Hacía nueve años. Verano de 1915, una casa de campo, tifus. La convalecencia del tifus era pasmosamente agradable. Parecía que uno estuviera tumbado sobre un colchón de aire que se ondulaba constantemente. Cierto era que de vez en cuando le dolía el bazo, y que todas las mañanas venía una enfermera, especialmente traída de San Petersburgo, y le frotaba la insensible lengua, aún adormilada, con un algodón empapado de oporto.

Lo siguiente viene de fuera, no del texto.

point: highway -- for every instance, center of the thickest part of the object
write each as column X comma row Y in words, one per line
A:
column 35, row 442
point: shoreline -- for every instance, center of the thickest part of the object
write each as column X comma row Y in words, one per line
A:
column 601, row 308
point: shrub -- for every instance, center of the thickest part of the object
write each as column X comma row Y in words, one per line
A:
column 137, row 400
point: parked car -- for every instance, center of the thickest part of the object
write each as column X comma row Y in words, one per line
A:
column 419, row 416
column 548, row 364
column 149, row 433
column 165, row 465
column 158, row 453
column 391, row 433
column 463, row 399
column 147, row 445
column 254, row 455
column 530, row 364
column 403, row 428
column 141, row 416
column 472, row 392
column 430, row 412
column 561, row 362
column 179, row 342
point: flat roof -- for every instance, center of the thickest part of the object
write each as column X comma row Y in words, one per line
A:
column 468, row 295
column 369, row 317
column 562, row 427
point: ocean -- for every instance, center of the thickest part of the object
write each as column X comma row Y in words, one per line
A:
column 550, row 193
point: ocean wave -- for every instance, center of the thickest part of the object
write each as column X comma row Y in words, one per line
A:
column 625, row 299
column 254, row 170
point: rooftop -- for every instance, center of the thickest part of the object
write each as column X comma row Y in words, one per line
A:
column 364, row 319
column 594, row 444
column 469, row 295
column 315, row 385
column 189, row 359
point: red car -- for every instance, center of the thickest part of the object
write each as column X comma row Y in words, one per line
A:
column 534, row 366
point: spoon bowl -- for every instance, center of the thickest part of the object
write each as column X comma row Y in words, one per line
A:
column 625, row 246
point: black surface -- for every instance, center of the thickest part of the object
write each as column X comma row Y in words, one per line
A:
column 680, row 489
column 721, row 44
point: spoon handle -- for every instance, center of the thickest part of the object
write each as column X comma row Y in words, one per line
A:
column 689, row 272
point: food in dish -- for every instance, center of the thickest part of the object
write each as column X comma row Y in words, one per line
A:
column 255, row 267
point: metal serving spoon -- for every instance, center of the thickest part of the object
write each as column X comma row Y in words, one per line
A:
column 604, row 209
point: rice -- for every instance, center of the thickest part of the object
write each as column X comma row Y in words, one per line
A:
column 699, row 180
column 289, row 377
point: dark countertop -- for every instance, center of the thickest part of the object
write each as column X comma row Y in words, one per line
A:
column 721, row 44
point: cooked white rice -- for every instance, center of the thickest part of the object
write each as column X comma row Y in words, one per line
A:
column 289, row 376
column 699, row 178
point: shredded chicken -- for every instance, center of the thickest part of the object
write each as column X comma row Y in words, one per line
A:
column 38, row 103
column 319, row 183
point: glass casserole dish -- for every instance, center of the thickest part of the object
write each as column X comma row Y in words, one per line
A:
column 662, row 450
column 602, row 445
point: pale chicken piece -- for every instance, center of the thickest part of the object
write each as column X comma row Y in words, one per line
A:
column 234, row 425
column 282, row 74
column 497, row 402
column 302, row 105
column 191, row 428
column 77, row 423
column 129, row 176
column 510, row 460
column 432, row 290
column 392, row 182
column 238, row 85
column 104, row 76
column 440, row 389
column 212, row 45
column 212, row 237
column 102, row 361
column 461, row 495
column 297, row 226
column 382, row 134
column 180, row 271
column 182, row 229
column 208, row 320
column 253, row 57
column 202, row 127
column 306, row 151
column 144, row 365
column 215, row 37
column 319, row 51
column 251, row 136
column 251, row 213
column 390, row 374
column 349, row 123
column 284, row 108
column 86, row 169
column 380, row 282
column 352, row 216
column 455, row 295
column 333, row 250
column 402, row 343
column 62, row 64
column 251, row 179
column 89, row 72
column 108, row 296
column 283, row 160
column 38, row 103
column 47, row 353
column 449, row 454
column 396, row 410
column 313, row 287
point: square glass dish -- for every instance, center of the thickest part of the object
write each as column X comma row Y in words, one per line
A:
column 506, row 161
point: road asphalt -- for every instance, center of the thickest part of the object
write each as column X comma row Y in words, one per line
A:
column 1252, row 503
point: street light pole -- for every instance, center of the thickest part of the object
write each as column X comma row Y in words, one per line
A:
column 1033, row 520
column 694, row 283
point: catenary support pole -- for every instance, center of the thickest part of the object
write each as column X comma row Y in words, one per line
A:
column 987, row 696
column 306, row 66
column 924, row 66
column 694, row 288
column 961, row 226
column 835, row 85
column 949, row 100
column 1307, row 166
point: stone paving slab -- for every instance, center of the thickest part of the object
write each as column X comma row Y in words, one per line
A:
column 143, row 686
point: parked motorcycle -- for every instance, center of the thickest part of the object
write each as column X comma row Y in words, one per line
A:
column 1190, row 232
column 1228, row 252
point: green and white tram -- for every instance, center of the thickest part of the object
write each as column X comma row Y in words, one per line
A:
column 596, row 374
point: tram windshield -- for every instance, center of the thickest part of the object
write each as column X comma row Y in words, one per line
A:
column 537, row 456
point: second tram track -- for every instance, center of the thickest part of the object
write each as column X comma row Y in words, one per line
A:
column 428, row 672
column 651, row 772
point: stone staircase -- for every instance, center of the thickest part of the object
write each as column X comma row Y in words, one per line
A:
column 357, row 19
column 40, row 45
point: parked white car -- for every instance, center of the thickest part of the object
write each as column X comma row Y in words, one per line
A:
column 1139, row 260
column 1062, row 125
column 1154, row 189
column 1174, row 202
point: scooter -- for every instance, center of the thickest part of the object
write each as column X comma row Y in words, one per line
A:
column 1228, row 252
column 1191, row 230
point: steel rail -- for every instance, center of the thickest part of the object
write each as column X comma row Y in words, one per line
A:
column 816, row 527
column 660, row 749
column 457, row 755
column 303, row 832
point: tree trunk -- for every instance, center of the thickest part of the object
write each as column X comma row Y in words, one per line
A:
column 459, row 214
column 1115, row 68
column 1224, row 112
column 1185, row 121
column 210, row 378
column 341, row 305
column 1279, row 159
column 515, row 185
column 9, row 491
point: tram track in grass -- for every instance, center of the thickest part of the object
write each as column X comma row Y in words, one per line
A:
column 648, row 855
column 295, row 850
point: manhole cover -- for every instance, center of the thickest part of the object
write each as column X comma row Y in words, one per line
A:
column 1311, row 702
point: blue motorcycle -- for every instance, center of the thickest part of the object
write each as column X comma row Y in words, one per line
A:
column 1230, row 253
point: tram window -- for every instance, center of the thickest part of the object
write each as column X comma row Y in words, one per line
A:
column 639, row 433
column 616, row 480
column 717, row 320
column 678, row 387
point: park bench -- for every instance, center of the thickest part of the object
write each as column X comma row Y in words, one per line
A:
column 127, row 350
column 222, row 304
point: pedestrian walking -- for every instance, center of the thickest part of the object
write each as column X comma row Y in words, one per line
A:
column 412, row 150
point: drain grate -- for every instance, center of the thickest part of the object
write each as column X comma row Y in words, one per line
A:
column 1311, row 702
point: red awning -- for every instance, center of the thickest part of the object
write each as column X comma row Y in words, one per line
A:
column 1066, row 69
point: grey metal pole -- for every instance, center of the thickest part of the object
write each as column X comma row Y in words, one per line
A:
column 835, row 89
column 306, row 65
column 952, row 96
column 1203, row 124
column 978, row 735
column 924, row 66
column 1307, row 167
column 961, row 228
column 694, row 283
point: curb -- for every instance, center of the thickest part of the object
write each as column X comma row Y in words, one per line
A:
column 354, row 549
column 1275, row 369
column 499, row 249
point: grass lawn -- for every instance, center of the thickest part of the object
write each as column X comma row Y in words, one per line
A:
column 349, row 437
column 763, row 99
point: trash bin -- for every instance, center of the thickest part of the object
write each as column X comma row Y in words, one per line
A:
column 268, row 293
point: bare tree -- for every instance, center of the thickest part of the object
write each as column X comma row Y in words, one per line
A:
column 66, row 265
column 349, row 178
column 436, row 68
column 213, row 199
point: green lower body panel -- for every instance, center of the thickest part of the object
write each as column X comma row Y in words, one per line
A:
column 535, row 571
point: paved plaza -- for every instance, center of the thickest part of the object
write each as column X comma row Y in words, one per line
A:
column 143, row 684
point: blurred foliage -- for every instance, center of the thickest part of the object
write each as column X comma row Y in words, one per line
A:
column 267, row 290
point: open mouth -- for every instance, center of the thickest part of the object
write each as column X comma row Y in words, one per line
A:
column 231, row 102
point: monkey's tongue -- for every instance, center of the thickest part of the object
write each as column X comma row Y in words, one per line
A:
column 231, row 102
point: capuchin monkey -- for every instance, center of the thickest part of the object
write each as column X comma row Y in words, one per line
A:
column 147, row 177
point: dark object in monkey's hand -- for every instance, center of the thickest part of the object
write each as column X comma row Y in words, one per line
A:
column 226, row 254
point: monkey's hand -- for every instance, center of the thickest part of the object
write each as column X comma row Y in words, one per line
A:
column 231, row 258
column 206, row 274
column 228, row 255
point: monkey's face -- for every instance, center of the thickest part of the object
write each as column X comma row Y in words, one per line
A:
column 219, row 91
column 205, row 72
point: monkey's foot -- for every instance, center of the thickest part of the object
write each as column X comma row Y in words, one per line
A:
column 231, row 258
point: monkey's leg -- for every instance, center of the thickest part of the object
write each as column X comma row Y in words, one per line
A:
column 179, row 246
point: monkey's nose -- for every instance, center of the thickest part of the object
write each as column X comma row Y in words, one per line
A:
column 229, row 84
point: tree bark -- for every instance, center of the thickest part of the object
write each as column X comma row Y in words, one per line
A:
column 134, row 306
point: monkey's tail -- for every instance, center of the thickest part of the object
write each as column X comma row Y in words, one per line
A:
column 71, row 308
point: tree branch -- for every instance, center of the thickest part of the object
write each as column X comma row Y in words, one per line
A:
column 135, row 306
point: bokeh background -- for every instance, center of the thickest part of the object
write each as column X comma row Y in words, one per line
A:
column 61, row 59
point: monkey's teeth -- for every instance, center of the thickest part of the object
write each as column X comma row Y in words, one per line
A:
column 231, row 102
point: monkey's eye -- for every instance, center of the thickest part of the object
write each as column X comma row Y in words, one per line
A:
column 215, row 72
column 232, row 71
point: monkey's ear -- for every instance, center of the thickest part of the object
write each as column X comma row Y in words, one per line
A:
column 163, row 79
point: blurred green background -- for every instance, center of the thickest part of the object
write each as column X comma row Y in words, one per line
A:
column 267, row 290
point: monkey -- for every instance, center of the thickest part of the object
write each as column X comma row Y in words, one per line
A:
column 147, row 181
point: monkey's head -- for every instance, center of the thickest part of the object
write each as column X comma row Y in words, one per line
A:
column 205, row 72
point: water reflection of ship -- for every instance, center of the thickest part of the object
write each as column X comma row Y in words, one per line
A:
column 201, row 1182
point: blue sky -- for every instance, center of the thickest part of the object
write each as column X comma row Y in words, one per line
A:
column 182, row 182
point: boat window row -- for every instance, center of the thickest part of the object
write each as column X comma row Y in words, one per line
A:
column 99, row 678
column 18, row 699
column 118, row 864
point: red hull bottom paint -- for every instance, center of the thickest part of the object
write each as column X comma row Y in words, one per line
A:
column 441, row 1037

La enfermera era una mujer muy baja, de suaves senos y manos pequeñas y competentes. De ella emanaba un olor húmedo y frío, de solterona. Le gustaba emplear en su habla giros campesinos y alguna que otra palabra japonesa aprendida en la guerra de 1904. Tenía cara de campesina, del tamaño de un puño, con marcas de viruela y nariz pequeña. De su cofia no escapaba ni un solo cabello.

Uno yacía como si debajo tuviera aire. A la izquierda, la cama quedaba aislada de la puerta por un biombo de color tostado, en forma ondulada, hecho con cañas. Muy cerca de él, en el rincón de la derecha, estaba la caja de los iconos: tras el vidrio, veía las morenas caras de las imágenes, velas de cera y un crucifijo de coral. Una de las dos ventanas, la más alejada, recibía directamente los rayos del sol, y la cabecera de la cama parecía apoyarse en la pared, para alejarse de ella empujando, en tanto que los pies apuntaban con sus adornos de latón a la otra ventana, y en cada uno de los adornos había una burbuja de luz que parecía capaz de despegar de un momento a otro, para cruzar el aposento y perderse en el profundo cielo de julio por el que se deslizaban hacia lo alto esplendentes e hinchadas nubes. La primera ventana, en la pared de la derecha, se abría sobre un tejado inclinado, de pálido color verde. El dormitorio se encontraba en el segundo piso, y este tejado era el del ala de una sola planta en la que había la cocina y se alojaba la servidumbre. Por la noche, estas ventanas quedaban cubiertas por los blancos postigos.

La puerta detrás del biombo conducía a la escalera, y a lo largo de la misma pared en que se abría la puerta había una brillante estufa blanca y un anticuado palanganero, con cisterna y grifo en forma de pico de ave: se oprimía con el pie un pedal de latón, y del grifo salía un chorrito de agua. A la izquierda de la ventana que daba al tejado, había una cómoda de caoba, con cajones que costaba mucho abrir, y una pequeña cama turca.